Curious to see how many hunters on here train their on dogs. Also where do you get your training tips or information? Can't afford professional trainer, so I'm trying to find out who uses what. My son has a Lab we are trying to work with.


----------



## chadf (Feb 12, 2017)

pistolbritches said:


> Curious to see how many hunters on here train their on dogs. Also where do you get your training tips or information? Can't afford professional trainer, so I'm trying to find out who uses what. My son has a Lab we are trying to work with.

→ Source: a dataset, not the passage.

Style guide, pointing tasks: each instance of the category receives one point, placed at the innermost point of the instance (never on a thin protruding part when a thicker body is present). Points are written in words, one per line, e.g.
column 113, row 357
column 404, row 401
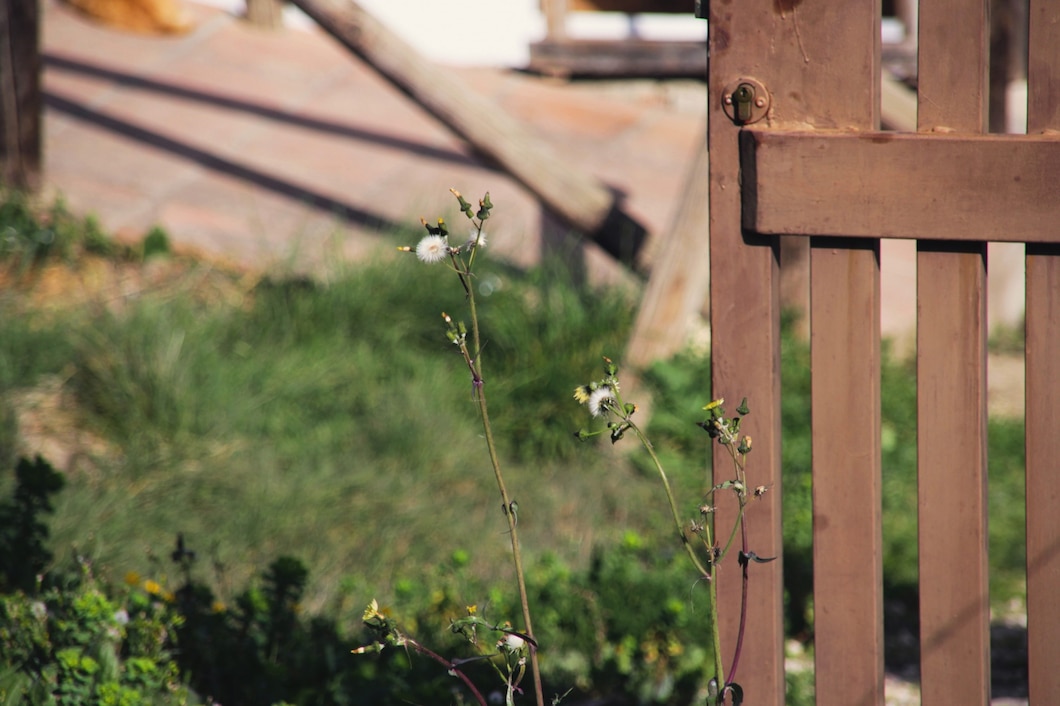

Figure out if you want a meat or trial dog.
Figure out what training "model" or 5 that works for u.
Train your dog to your expectations !
Enjoy your new journey.


----------



## AllTerrainAngler (Feb 15, 2017)

I learned from my roommate who owns a kennel


----------



## fastball_24 (Feb 16, 2017)

*Training*

I agree on deciding what you want your dog to do.  My lab is now 3 years old and I did all the training myself.  I will never tell you he is perfect but he does everything I want him to do as far as sitting and retrieving anything I put on the ground.  So I trained to get the meat not win a competition.  I watched a video or two and read a book on some training and asked a few people who have done it in the past.  After that it was on me and him to make it happen.  One thing about it his first retrieve was special because I know how much me and him went thru to get to that point.


----------



## cactusjack (Feb 19, 2017)

pistolbritches said:


> Curious to see how many hunters on here train their on dogs. Also where do you get your training tips or information? Can't afford professional trainer, so I'm trying to find out who uses what. My son has a Lab we are trying to work with.



Train your dog at the pace the dog can handle. IT TAKES TIME and is easy to rush or fall into the trap of "your dog should be doing this by this age". Every dog is different. 

Gundogforum.com is a good site to get some info, but just like here they're varying opinions on everything. I would also suggest picking up a book or dvd set from a reputable trainer and take your time. 

Most importantly enjoy the fun and quality time spent with your son training a dog.


----------